Friday was a good day, despite a couple of hitches. The only Triumph dealership on Vancouver Island has no sales demo models of the type of sports tourers I’m looking at, and we had to go rushing around for an ATM at the Brentwood / Mill bay ferry, as they only take cash or prepaid tickets. No credit cards.
The majority of the day was taken up with an unscheduled side trip to Butchart Gardens, a gorgeous 55 Acre flower garden and Arboretum created in an old limestone quarry. Most of the blooms are typically North American, big, a trifle blowsy, but nonetheless quite wonderful. The air subtly scented except for the heady, musky sledgehammer between the sinuses that is the fragrance of a lily.
Angie and I continued one of our philosophical conversations about how to find what I call “Moments of perfect stillness” and their use in aiding the creative process. We walked barefoot on grass, simply stopped and looked, took pictures, and in between noisy knots of people tried to explore this notion. I feel the flowers helped her understand my occasional silences are never a rebuff, merely preoccupation.
For my own part I’ve always been concerned that the need to talk incessantly reveals a deep inner insecurity. A need for constant reassurance indicating that all is not well with them. For the interrupted, it breaks the flow of ideas, and can scatter the creative thought process like a thousand startled pigeons. It’s what I call being ‘Porlocked’ after Coleridges eponymous ‘person from Porlock‘.
When I feel sure of my territory, or need to test concepts out, I share them with friends, but not before. I’m also pretty careful who I share them with. There’s nothing worse than saying what’s on your mind when whoever you talk to isn’t in the mood, doesn’t take you seriously, and / or has a mind so closed it visibly clanks when the cogs start turning.

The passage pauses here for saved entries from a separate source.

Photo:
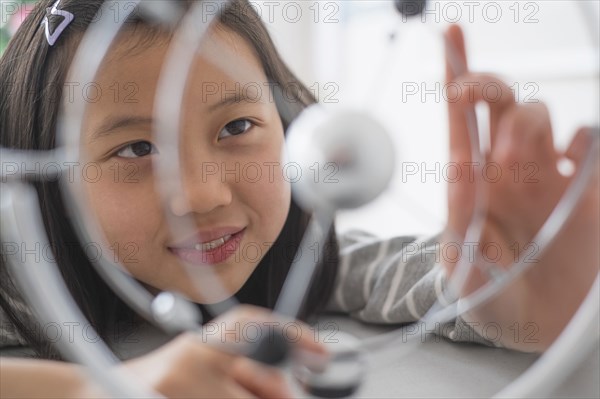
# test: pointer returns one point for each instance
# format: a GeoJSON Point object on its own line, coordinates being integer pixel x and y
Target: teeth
{"type": "Point", "coordinates": [207, 246]}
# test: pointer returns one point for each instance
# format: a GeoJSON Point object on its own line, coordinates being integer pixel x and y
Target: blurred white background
{"type": "Point", "coordinates": [342, 50]}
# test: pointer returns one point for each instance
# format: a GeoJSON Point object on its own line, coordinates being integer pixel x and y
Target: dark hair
{"type": "Point", "coordinates": [31, 77]}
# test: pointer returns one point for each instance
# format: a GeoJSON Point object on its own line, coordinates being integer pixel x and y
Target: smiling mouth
{"type": "Point", "coordinates": [207, 246]}
{"type": "Point", "coordinates": [209, 252]}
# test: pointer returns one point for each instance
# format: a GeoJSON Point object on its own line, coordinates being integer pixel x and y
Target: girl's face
{"type": "Point", "coordinates": [230, 158]}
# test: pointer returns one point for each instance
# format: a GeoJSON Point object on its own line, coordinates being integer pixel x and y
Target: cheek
{"type": "Point", "coordinates": [270, 195]}
{"type": "Point", "coordinates": [126, 212]}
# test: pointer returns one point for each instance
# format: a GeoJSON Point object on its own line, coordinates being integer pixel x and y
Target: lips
{"type": "Point", "coordinates": [209, 247]}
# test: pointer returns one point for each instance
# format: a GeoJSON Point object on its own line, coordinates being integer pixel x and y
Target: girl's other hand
{"type": "Point", "coordinates": [194, 366]}
{"type": "Point", "coordinates": [535, 308]}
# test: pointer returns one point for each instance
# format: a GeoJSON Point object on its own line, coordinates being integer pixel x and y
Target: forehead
{"type": "Point", "coordinates": [223, 56]}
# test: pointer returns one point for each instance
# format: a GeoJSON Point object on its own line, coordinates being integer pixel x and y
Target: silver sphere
{"type": "Point", "coordinates": [346, 159]}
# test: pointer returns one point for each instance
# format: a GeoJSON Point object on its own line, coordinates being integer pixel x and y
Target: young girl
{"type": "Point", "coordinates": [230, 131]}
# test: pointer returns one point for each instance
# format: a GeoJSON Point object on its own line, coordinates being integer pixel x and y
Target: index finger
{"type": "Point", "coordinates": [456, 66]}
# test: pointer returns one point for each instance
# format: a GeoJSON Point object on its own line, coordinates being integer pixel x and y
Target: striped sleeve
{"type": "Point", "coordinates": [393, 281]}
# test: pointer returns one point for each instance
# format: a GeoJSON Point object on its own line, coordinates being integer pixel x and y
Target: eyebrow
{"type": "Point", "coordinates": [113, 123]}
{"type": "Point", "coordinates": [235, 99]}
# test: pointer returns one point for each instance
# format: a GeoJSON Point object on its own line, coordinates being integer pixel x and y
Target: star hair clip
{"type": "Point", "coordinates": [66, 18]}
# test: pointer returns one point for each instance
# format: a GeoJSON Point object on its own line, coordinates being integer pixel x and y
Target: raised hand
{"type": "Point", "coordinates": [534, 309]}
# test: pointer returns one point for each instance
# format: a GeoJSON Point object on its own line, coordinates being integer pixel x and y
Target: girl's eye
{"type": "Point", "coordinates": [137, 150]}
{"type": "Point", "coordinates": [236, 128]}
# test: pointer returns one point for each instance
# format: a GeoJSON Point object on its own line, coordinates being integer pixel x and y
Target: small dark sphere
{"type": "Point", "coordinates": [272, 348]}
{"type": "Point", "coordinates": [410, 8]}
{"type": "Point", "coordinates": [333, 392]}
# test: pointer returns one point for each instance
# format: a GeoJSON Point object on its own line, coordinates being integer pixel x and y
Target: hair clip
{"type": "Point", "coordinates": [66, 18]}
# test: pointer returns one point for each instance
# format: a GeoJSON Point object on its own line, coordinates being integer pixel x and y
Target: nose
{"type": "Point", "coordinates": [204, 188]}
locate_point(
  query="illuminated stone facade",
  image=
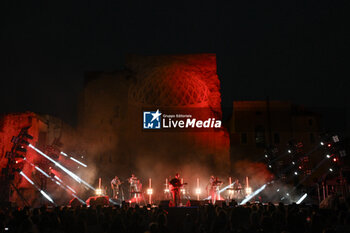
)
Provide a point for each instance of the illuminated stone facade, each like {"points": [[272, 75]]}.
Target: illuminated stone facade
{"points": [[110, 116]]}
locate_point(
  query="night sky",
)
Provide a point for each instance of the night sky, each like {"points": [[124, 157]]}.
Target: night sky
{"points": [[287, 50]]}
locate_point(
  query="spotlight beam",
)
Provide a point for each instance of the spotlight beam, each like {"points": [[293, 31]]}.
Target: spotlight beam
{"points": [[256, 192], [75, 160], [71, 174], [41, 191], [220, 191], [59, 182]]}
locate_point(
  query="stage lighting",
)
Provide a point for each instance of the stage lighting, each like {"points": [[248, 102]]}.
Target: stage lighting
{"points": [[248, 191], [21, 148], [183, 191], [62, 153], [98, 192], [302, 199], [256, 192]]}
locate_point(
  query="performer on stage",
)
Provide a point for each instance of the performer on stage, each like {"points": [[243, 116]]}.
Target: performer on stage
{"points": [[213, 188], [115, 184], [237, 188], [175, 185], [134, 183]]}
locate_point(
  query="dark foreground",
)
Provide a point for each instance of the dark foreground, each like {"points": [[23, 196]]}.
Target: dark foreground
{"points": [[248, 218]]}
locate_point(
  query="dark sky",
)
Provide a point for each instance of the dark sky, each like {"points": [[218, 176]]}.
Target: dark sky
{"points": [[288, 50]]}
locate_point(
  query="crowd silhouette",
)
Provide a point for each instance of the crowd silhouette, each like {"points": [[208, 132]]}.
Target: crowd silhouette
{"points": [[231, 218]]}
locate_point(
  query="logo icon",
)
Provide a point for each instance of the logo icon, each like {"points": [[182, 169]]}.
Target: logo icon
{"points": [[151, 120]]}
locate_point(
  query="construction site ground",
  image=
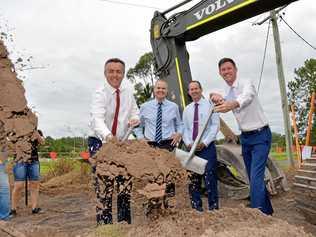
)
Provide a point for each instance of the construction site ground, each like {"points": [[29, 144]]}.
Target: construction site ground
{"points": [[69, 210]]}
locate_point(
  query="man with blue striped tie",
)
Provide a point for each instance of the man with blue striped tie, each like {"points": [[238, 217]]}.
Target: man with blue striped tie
{"points": [[160, 123], [194, 117]]}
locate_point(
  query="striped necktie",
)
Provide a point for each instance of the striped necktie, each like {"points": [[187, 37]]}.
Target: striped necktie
{"points": [[195, 122], [158, 136], [117, 110]]}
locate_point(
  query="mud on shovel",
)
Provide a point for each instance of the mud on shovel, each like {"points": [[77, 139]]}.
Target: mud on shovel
{"points": [[187, 159]]}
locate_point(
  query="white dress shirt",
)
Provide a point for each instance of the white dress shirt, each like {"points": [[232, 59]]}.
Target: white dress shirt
{"points": [[212, 127], [171, 120], [103, 110], [249, 115]]}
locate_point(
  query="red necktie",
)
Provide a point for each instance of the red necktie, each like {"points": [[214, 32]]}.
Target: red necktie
{"points": [[195, 122], [117, 110]]}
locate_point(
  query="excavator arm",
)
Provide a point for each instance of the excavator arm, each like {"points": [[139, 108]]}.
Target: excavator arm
{"points": [[168, 36]]}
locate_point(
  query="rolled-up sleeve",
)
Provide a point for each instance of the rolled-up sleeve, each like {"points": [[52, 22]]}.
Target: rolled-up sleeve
{"points": [[247, 95], [212, 129]]}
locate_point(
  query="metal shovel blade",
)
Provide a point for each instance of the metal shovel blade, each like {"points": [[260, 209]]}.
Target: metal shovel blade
{"points": [[195, 163]]}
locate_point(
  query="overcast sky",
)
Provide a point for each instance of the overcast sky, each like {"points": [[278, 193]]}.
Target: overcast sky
{"points": [[73, 38]]}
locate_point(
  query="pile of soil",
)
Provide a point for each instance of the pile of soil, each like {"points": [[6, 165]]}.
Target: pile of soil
{"points": [[19, 121], [151, 169], [226, 222]]}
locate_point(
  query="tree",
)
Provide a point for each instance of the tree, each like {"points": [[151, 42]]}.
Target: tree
{"points": [[300, 91], [143, 77]]}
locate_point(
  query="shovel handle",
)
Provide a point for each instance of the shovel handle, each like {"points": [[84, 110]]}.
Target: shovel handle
{"points": [[200, 134], [128, 132]]}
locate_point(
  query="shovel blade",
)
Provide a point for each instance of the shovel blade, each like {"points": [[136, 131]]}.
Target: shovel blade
{"points": [[195, 164]]}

In seeking a ‘moment of stillness’, my way of ‘getting there’ is simply to focus on a sound or smell and close my eyes, or focus on a vague point in the middle distance. Then concentrate. What does your chosen sound or smell mean? What are its associations and how do you feel about them? There are a number of self help authors who recommend this approach, but I always found the superficial Mnemonics they recommend a little too flimsy for keeping stories about whole worlds in my head. Don’t get me wrong, they’re great for small stuff, but not so good for mentally bookmarking extended storylines and the ever branching tree of character development. I have to be able to see, hear, and almost touch these thought-avatars for this mental anchor to function.
What really works for me is to add layers of ideas until the base concept of the focus object / memory feels solid in my mind, and then use that specific memory as a kind of mental mooring post. From that point it becomes relatively easy to concentrate on other things because the moment centres your thoughts, not letting them drift aimlessly and lose the truly important stuff you wanted to think about in the first place. It’s a form of self hypnosis. One which seems to work when heavy duty cogitation is required, and especially in unknown or uncertain mental territory. An occupational hazard when trying to write speculative fiction.
Take this blog post. I started it on Saturday, and picked at it through multiple interruptions, my over excitable dog, a couple of domestic dramas, a heavy duty conversation about email functionality, impending flights, other peoples preoccupations, travel plans for the next five years, a reorganisation of my kitchen and telephone calls from friends, family and various automated autodiallers. Using the moment of perfect stillness that I constructed as an anchor point, I can still flip up the memory of Butchart Gardens. Amongst other things; including story lines and character trees.
I’ve even managed to keep up a consistent 1 – 2000 words per day on ‘Darkness’ and ‘Cerberus’. Rugged.